To see if a PDF is only images and needs to be OCR'ed, is to look into the Document properties, at Fonts.
If there are no fonts at all, then the PDF is purely image and is not searchable.

The problem with your current PDF is rather a question for Tracker Support.
Attachments
Test OCR -- AFTER.pdf
(3.01 MiB) Downloaded 46 times
User avatar
PHK
User
Posts: 896
Joined: Tue Nov 24, 2020 4:02 pm

Re: OCR engine not detecting text and therefore not recognizing it

Post by PHK »

Willy Van Nuffel wrote: Wed Oct 06, 2021 6:26 pm ....A possible work-around for now, to make it "searchable", is to print the PDF 'as image' to a new PDF and then run OCR onto it...
This is the technique I find most useful. To elaborate more on Willy's suggestion, there is a tick box in the print pop-up box towards the lower left of the box that invites the user to "Print as Image". Click its box to its left to show a tick mark and proceed.

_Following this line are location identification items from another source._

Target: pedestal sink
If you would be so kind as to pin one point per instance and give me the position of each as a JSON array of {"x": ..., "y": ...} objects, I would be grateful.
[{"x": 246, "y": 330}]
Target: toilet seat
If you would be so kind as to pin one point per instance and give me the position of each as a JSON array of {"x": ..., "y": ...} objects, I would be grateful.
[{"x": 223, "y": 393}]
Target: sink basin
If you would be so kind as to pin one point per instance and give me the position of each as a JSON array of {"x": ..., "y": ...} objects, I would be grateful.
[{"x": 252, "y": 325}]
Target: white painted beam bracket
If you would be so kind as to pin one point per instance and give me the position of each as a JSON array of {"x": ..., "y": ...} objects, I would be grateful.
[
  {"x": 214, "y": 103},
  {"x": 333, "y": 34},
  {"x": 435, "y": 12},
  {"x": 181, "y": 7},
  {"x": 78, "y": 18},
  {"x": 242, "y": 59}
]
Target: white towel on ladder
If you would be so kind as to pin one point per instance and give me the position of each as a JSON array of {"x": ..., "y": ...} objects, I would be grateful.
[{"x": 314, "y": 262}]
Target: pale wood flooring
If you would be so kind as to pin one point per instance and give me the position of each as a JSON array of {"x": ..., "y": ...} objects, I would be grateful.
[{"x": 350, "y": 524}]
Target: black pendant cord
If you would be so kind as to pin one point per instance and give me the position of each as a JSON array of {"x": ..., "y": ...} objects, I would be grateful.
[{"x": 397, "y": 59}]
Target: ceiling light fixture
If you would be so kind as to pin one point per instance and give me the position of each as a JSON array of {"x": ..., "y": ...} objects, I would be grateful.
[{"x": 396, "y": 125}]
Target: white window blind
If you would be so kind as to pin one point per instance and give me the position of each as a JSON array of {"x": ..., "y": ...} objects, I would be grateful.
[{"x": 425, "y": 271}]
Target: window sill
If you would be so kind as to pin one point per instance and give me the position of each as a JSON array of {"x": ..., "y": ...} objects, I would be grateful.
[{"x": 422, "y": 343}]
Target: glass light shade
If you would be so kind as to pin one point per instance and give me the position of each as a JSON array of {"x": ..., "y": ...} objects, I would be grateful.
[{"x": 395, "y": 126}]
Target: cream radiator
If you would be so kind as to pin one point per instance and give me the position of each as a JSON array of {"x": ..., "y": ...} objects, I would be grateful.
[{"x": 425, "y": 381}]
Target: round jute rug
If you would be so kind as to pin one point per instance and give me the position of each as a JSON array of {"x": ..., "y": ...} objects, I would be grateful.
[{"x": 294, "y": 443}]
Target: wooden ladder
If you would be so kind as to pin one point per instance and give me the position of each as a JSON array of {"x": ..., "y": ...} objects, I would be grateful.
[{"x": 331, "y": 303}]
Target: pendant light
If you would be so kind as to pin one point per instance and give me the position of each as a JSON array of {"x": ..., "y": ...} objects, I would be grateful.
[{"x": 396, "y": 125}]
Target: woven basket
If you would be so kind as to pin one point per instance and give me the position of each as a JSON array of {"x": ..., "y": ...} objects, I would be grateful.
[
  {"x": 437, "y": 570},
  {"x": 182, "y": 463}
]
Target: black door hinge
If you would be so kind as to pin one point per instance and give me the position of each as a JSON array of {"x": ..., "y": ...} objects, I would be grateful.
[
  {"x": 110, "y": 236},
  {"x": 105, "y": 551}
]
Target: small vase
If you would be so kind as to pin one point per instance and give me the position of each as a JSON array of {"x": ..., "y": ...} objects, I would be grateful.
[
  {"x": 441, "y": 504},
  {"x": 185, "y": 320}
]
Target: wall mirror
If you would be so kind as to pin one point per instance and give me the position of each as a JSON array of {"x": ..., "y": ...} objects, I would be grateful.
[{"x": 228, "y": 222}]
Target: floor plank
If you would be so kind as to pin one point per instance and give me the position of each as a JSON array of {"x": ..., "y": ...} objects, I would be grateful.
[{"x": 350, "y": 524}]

It seems to me the problem arises from the way the source document is published, not a shortcoming of this software. Some publishers have the wrong-headed notion that they should "protect" their output which renders the text unsearchable.
All best,

FringePhil
User avatar
Dimitar - Tracker Supp
Site Admin
Posts: 1778
Joined: Mon Jan 15, 2018 9:01 am

Re: OCR engine not detecting text and therefore not recognizing it

Post by Dimitar - Tracker Supp »

Hello JohnCLeBlanc,

It seems that you have used an older version of the product when you converted this file.

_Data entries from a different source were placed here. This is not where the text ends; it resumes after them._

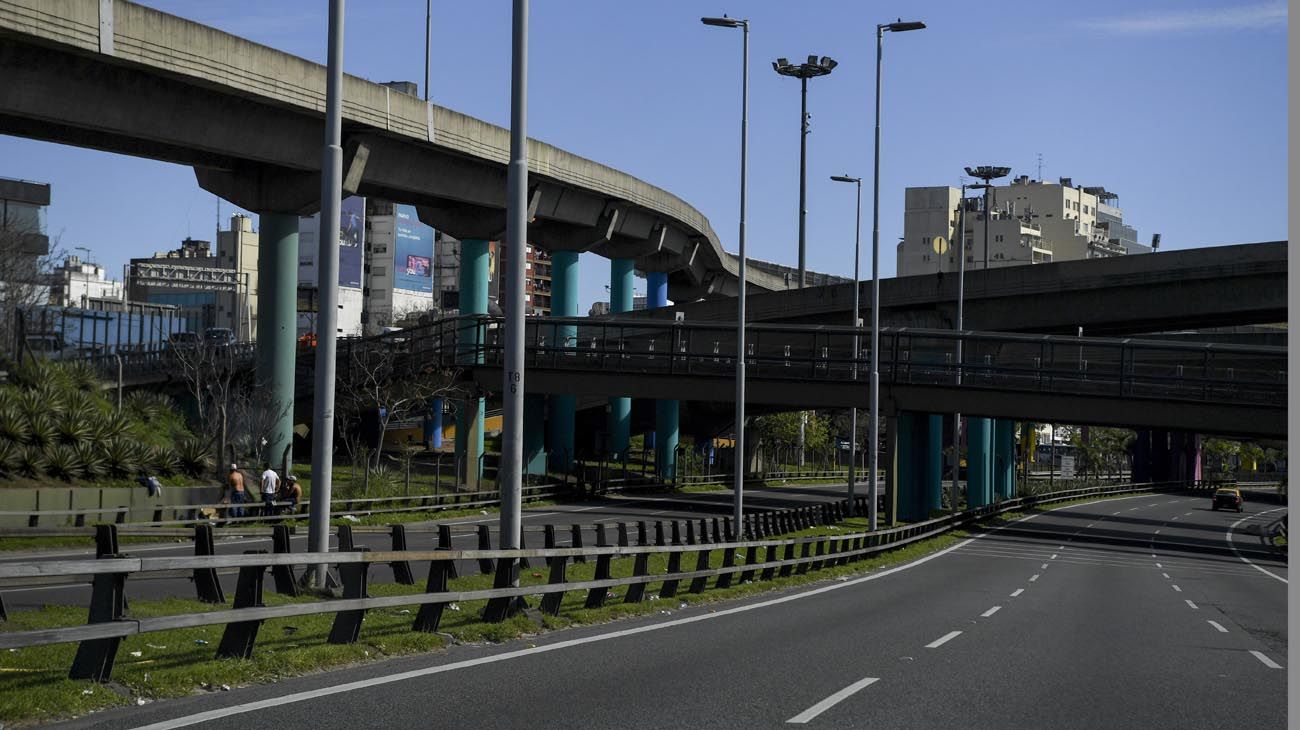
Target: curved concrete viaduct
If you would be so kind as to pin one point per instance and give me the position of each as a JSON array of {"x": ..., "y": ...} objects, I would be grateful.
[{"x": 125, "y": 78}]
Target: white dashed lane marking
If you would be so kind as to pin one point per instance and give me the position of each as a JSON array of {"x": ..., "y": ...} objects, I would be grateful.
[{"x": 943, "y": 639}]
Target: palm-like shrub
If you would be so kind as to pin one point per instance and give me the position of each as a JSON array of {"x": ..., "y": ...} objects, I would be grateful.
[
  {"x": 92, "y": 464},
  {"x": 63, "y": 461},
  {"x": 42, "y": 430},
  {"x": 8, "y": 456},
  {"x": 13, "y": 425},
  {"x": 73, "y": 429},
  {"x": 29, "y": 461},
  {"x": 160, "y": 459},
  {"x": 121, "y": 456},
  {"x": 194, "y": 457}
]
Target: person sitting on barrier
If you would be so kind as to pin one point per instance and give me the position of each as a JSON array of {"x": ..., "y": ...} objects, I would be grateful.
[
  {"x": 238, "y": 495},
  {"x": 151, "y": 485},
  {"x": 293, "y": 492},
  {"x": 269, "y": 486}
]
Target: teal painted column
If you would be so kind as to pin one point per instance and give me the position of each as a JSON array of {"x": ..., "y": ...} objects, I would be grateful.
[
  {"x": 667, "y": 413},
  {"x": 1004, "y": 457},
  {"x": 934, "y": 459},
  {"x": 906, "y": 504},
  {"x": 277, "y": 329},
  {"x": 469, "y": 416},
  {"x": 620, "y": 408},
  {"x": 534, "y": 434},
  {"x": 563, "y": 408},
  {"x": 979, "y": 469}
]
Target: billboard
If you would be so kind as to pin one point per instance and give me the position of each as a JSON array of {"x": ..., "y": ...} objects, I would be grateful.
[
  {"x": 412, "y": 261},
  {"x": 351, "y": 239}
]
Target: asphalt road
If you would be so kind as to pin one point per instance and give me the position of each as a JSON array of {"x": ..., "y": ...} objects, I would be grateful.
[
  {"x": 423, "y": 535},
  {"x": 1121, "y": 613}
]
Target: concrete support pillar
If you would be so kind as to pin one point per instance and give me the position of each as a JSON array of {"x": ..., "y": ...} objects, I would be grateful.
[
  {"x": 918, "y": 465},
  {"x": 620, "y": 408},
  {"x": 469, "y": 416},
  {"x": 1004, "y": 459},
  {"x": 277, "y": 329},
  {"x": 979, "y": 461},
  {"x": 534, "y": 434},
  {"x": 666, "y": 412},
  {"x": 891, "y": 466},
  {"x": 563, "y": 408}
]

Could you please install the latest version of the PDF Editor and then try again to convert the file?

Also, the capabilities of the Default OCR tool are limited so my suggestion is to use the Enhanced OCR, which in version 9 products is based on ABBYY's OCR engine which is one of the best OCR applications out there.
btw, is there a way to tell if a pdf is searchable other than by trying to search for something? It would be nice to know at a glance whether or not I have to run OCR on it.
The easiest way is to try to select the text. If it is selectable, this means that it is already converted or the document originally has searchable/editable text.

Regards.
User avatar
PHK
User
Posts: 896
Joined: Tue Nov 24, 2020 4:02 pm

Re: OCR engine not detecting text and therefore not recognizing it

Post by PHK »

Dimitar - Tracker Supp wrote: Thu Oct 07, 2021 12:06 pm Hello JohnCLeBlanc,

It seems that you have used an older version of the product when you converted this file....
My version is bang up to date and I know exactly what JohnCLeBlanc is experiencing as my experiences are similar. As I wrote above, I do not believe it is a PDFXChange issue but rather a document formatting issue.
All best,

FringePhil
JohnCLeBlanc
User
Posts: 18
Joined: Tue Jul 01, 2014 1:02 am
Contact:

Re: OCR engine not detecting text and therefore not recognizing it

Post by JohnCLeBlanc »

Illuminating responses thanks. I looked at the original full document (attached) in case Tracker Support wants to see why my enhanced OCR scan failed. The document properties show no security and the list of fonts appears to be okay but clearly there is a problem with how the embedded font was interpreted. This document is from the Tanzanian Ministry of Health and was created 5 years ago. There is no way to find out how it was created.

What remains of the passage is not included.